Moving the line

Galloway has become the first politician to utter the dangerous word “partition” in the context of Scottish independence.

George Kerevan: Why George Galloway should stop using words like ‘partition’

I have to correct George Kerevan on this point. Although he can be forgiven for failing to recall such an unmemorable politician, a certain LibDem named Tavish Scott latched onto the word “partition” well before George Galloway. I recall writing an article for the September 2017 issue of iScot Magazine celebrating the announcement of Scott’s impending departure from Holyrood and condemning his insanely reckless talk of “partition” as part of the British state’s deplorable anti-independence propaganda effort during the first referendum campaign. That article begins,

“Against very strong competition, one of the most disturbing facets of the British state’s propaganda effort during the first Scottish independence referendum campaign was surely the attempt by the failed leader of the British Liberal Democrats in Scotland, Tavish Scott, to raise the spectre of partition. Along with the odd party colleague and, if memory serves, an even odder member of the aristocracy, it was he who most fervidly peddled the notion of Scotland’s northern and western island communities being partitioned from independent Scotland to form exclaves of the rump UK.”

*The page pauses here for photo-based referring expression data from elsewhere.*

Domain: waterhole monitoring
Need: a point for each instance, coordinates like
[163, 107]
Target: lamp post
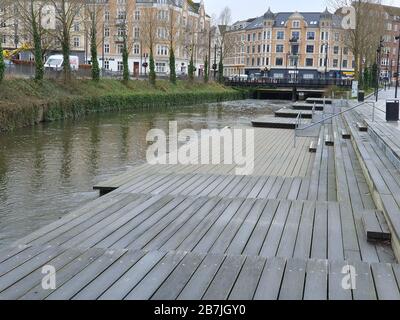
[379, 62]
[398, 69]
[293, 42]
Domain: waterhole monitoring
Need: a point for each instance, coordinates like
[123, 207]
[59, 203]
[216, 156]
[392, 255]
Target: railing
[334, 115]
[287, 82]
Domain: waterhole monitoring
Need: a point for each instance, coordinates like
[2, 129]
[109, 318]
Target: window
[136, 49]
[120, 48]
[311, 35]
[162, 50]
[310, 49]
[336, 50]
[160, 67]
[296, 35]
[279, 48]
[137, 15]
[280, 35]
[77, 42]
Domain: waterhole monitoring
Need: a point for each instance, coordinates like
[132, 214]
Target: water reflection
[49, 170]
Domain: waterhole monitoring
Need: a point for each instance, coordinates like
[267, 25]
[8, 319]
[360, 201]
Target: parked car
[55, 62]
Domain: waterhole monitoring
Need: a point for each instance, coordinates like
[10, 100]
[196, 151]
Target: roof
[280, 19]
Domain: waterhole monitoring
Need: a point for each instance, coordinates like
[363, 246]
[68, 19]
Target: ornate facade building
[158, 24]
[308, 45]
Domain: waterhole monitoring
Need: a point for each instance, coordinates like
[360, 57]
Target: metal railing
[334, 115]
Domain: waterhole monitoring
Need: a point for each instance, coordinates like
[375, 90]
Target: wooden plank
[274, 235]
[249, 277]
[319, 247]
[289, 236]
[146, 288]
[293, 280]
[385, 282]
[70, 288]
[335, 240]
[177, 281]
[228, 234]
[365, 287]
[65, 274]
[373, 228]
[313, 147]
[24, 269]
[271, 280]
[123, 286]
[336, 279]
[225, 279]
[243, 235]
[105, 280]
[304, 237]
[257, 238]
[316, 285]
[200, 281]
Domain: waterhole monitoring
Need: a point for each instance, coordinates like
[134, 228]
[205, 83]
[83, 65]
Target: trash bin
[361, 96]
[392, 110]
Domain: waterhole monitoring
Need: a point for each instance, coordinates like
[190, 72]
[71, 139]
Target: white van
[55, 62]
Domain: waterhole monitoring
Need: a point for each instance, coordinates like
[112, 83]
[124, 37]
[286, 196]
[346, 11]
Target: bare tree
[149, 23]
[225, 17]
[93, 12]
[30, 14]
[5, 14]
[66, 13]
[172, 27]
[364, 39]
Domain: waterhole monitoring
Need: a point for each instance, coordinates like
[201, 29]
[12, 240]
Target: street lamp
[293, 42]
[398, 69]
[379, 62]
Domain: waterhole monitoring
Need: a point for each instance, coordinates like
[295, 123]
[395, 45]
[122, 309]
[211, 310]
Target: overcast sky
[253, 8]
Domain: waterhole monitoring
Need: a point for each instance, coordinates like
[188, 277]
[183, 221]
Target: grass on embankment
[26, 102]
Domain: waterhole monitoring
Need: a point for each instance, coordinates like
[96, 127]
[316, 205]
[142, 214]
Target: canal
[48, 170]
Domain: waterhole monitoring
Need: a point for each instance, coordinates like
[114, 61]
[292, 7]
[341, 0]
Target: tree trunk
[125, 61]
[93, 51]
[37, 43]
[172, 71]
[152, 74]
[2, 64]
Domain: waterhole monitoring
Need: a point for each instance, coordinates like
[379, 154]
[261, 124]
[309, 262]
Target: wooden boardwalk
[286, 232]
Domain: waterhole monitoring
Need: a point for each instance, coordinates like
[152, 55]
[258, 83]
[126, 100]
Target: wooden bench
[329, 141]
[313, 147]
[362, 127]
[375, 226]
[346, 135]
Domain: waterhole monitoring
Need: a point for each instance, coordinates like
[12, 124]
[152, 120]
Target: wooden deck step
[291, 113]
[362, 127]
[375, 226]
[346, 135]
[98, 274]
[308, 106]
[313, 147]
[329, 140]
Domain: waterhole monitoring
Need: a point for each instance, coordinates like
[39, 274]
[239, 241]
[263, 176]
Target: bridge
[270, 83]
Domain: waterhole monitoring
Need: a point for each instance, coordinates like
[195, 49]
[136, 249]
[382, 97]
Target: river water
[48, 170]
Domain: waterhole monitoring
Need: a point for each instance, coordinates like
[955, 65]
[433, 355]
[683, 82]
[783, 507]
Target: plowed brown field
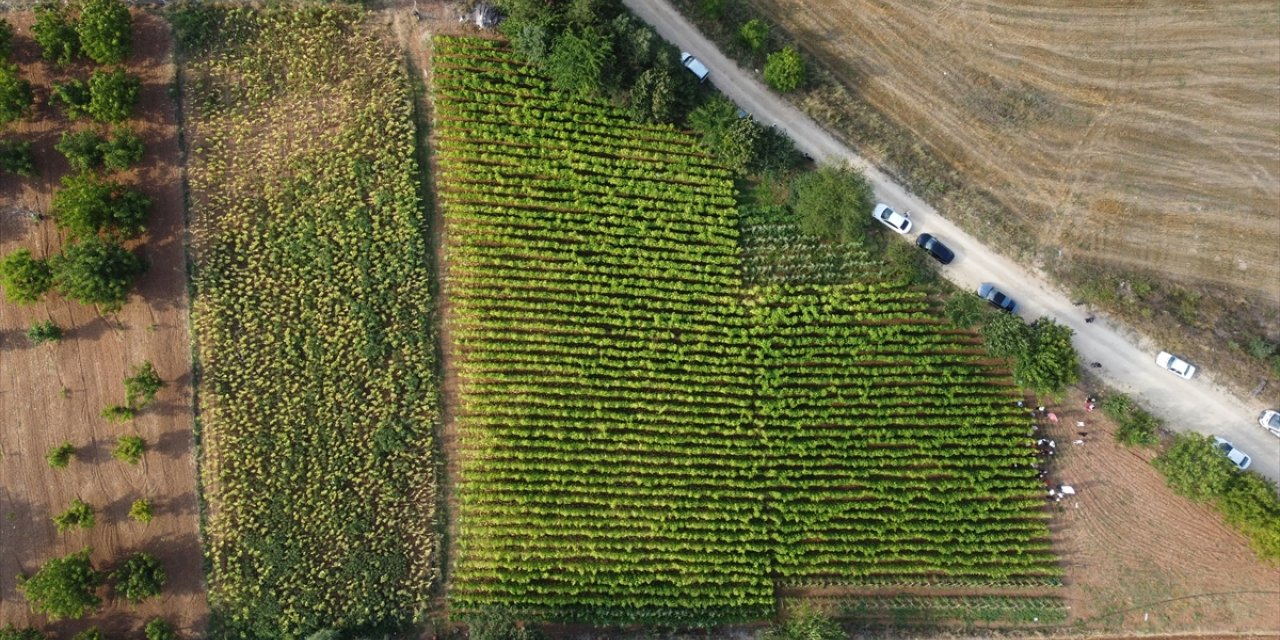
[1132, 133]
[55, 392]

Tavish Scott: Goodbye! Good riddance!

George Kerevan is entirely correct, however, to point out the dangerousness of such talk and the fact that, like Tavish Scott before him, Galloway serves the British ruling elite by saying the things it is not politic for them to say. He and Adam Tomkins (see The Tomkins doctrine) may be attention-seeking British Nationalist fanatics. But the British state makes good use of such material. Their role is to insinuate into our political discourse ideas which have no place in rational debate around the constitutional issue. They seek to normalise inherently inane or insane notions. They make a space for madness.

We should not simply dismiss George Galloway’s talk of “partition” or Adam Tomkins’ proposal to bind Scotland by law to England-as-Britain. We should, rather, regard their purposefully outrageous utterances as portents of the British state’s intentions. It is not the rhetoric of the lunatic fringe of British Nationalism that need concern us, but the licence they afford the British political elite by moving the line separating political philosophy from political pathology.

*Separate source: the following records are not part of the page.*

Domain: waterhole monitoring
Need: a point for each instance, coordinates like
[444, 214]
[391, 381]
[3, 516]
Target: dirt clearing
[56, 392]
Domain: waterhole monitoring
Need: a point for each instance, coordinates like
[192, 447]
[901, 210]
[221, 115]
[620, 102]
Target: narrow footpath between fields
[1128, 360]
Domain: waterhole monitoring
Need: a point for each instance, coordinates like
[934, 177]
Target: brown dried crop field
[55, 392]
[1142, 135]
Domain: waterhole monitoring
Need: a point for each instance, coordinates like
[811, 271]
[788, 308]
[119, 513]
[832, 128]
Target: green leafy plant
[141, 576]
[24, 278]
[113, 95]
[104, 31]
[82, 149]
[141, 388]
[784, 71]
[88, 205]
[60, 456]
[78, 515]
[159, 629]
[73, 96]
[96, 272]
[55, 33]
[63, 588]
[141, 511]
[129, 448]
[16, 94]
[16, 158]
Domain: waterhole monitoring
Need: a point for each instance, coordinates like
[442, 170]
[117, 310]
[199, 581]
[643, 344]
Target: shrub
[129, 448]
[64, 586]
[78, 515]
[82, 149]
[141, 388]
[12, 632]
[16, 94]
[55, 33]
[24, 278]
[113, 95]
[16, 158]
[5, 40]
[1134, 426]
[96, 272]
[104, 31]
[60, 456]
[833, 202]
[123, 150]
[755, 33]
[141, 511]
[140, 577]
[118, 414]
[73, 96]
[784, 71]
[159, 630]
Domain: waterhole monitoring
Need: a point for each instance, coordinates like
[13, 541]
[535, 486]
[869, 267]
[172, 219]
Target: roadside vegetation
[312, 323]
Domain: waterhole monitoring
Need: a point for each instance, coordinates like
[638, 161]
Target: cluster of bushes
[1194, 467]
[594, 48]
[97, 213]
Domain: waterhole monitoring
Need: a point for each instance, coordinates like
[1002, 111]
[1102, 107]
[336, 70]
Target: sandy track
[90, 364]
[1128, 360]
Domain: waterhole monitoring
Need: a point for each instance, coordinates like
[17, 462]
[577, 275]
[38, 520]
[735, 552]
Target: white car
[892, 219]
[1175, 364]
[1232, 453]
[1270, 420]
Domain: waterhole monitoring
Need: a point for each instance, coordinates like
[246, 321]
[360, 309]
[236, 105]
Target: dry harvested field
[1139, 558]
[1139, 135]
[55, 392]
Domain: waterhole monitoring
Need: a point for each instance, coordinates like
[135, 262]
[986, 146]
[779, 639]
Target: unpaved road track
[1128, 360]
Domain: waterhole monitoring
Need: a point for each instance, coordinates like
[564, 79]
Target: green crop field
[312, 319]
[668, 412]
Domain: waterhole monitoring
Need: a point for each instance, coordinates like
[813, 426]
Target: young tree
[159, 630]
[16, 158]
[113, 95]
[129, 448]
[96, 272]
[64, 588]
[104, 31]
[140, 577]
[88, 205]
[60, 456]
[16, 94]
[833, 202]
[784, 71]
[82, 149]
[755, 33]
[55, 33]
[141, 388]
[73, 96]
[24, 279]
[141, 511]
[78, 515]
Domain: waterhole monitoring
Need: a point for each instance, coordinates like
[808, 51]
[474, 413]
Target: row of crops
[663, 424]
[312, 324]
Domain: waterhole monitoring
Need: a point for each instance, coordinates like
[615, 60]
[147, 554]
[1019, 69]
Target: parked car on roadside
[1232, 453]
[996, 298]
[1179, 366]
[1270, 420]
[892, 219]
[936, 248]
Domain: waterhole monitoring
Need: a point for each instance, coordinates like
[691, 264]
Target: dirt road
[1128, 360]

5 thoughts on “Moving the line

    1. ” partitioning George Galloway from the rest of Scotland’s residents…”
      I think he’s already done that himself, now being resident in the Tory fox hunting and shooting retirement enclave of Dumfries and Galloway and best buds with Eton toff Jamie Blackett whose showing him the ropes on the shooting front…

      Liked by 1 person

  1. George Galloway must be the only guy to have been born in the Lochee slums that thinks unionism is good for Scottish well being.

    I think when George talks about partition he means Broughty Ferry should secede from Dundee in much the same way that the Israelis are trying to secede East Jerusalem from Palestine. Very frightening how he has diminished the Palestinian cause and others will be taking note of his hypocrisy.

    No wonder he couldn’t get a game for St Columba when he was a kid… youd you’d never what team he backed!

    Liked by 1 person

  2. George Galloway is not the first to suggest partitioning Scotland.

    Arch-Unionist, John Taylor, former deputy leader of the Ulster Unionist Party (UUP) was made a life peer as Baron Kilclooney in 2001.

    In 2012, he wrote to The Scotsman newspaper suggesting Scotland be partitioned in the event of a Yes vote. “If, say, Strathclyde or the Lowlands prefer to remain in the UK then that decision should be honoured by a partition of Scotland,” he said.